# New cemetery fence idea?



## HallowFear (Aug 2, 2012)

this is what i have


----------



## hallowicked (Mar 27, 2013)

Good idea but to me, it looks like a guard rail from a wrestling event. Maybe with some modification it would turn out horrifying.


----------



## dustin2dust (Aug 19, 2008)

Can you weld for a super sturdy version? A couple of spear tips and some scroll work placed in ever other gap and you could have a pretty cool looking fence! 
http://www.kingmetals.com/Catalog/ItemContent.aspx?ItemNumber=5158

On the more economical and non welding side, you could probably get some dollar store plastic spooky fence, cut it up, hot glue it on the frame and spray paint it black. Kinda like this, only the cheaper version...
http://www.partycity.com/product/cemetery+fences+29in+x+18in+2ct.do


----------



## HallowFear (Aug 2, 2012)

hallowicked said:


> Good idea but to me, it looks like a guard rail from a wrestling event. Maybe with some modification it would turn out horrifying.
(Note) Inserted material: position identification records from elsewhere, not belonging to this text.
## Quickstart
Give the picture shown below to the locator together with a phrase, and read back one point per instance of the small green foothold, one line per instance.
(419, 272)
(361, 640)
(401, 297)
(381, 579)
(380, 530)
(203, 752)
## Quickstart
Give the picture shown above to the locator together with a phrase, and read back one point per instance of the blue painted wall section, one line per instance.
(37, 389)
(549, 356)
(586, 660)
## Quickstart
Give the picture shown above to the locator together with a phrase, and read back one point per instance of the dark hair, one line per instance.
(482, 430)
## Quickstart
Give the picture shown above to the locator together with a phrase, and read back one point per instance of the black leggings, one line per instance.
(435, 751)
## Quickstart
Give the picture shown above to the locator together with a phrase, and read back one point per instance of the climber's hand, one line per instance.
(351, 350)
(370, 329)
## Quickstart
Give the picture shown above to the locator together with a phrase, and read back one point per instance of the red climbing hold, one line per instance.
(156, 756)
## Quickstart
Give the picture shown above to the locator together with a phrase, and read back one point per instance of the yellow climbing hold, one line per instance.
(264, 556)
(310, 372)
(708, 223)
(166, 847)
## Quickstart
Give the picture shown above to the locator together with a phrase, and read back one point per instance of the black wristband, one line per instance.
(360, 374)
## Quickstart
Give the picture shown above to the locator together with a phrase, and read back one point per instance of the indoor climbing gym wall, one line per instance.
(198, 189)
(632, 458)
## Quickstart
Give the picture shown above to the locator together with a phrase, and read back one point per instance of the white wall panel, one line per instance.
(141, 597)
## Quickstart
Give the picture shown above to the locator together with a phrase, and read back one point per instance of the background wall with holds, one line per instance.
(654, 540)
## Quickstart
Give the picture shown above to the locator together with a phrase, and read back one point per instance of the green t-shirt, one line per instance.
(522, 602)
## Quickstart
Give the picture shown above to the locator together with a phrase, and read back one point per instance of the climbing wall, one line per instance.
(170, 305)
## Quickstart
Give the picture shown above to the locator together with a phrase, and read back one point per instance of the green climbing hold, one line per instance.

Thanks now that is going to be stuck in my head lol


----------



## HallowFear (Aug 2, 2012)

dustin2dust said:


> Can you weld for a super sturdy version? A couple of spear tips and some scroll work placed in ever other gap and you could have a pretty cool looking fence!
> http://www.kingmetals.com/Catalog/ItemContent.aspx?ItemNumber=5158
> 
> On the more economical and non welding side, you could probably get some dollar store plastic spooky fence, cut it up, hot glue it on the frame and spray paint it black. Kinda like this, only the cheaper version...
> http://www.partycity.com/product/cemetery+fences+29in+x+18in+2ct.do




No welding here 
I do like the idea of scroll work in every other gap

I Just came across two frames so I figured I could try to use them with my columns, going to make shorter ones (half size) for each corner


----------



## AZHalloweenScare (Aug 25, 2014)

I created with pvc pipe and the top is the small fence sold at party city


----------